BitNet b1.58 2B4T model performance, purpose, and limitations
Performance compared to other AI models
BitNet b1.58 2B4T outperforms other 1-bit models, according to Microsoft. BitNet b1.58 2B4T has a maximum sequence length of 4096 tokens; Microsoft claims it outperforms small models like Meta’s Llama 3.2 1B or Google’s Gemma 3 1B.
Researchers’ goal for this bitnet
Microsoft’s goal is to make LLMs accessible to more people by creating versions that run on edge devices, in resource-constrained environments, or in real-time applications.

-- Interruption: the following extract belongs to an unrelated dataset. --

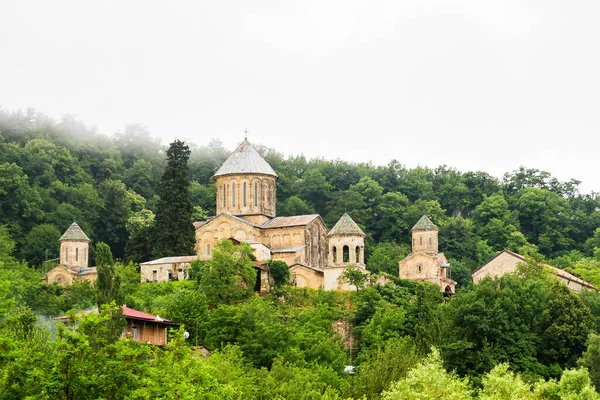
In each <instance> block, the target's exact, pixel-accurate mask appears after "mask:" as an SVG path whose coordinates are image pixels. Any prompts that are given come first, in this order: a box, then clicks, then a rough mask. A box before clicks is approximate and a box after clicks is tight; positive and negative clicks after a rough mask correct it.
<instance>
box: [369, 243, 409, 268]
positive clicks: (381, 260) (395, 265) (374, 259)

However, BitNet b1.58 2B4T still isn’t simple to run; it requires hardware compatible with Microsoft’s bitnet.cpp framework. Running it on a standard transformers library won’t produce any of the benefits in terms of speed, latency, or energy consumption. BitNet b1.58 2B4T doesn’t run on GPUs, as the majority of AI models do.
What’s next?
Microsoft’s researchers plan to explore training larger, native 1-bit models (7B, 13B parameters and more).They note that most of today’s AI infrastructure lacks suitable hardware for 1-bit models, so they plan to explore “co-designing future hardware accelerators” specifically designed for compressed AI. The researchers also aim to:
- Increase context length.
- Improve performance on long-context chain-of-thought reasoning tasks.
- Add support for multiple languages other than English.
- Integrate 1-bit models into multimodal architectures.
- Better understand the theory behind why 1-bit training at scale produced efficiencies.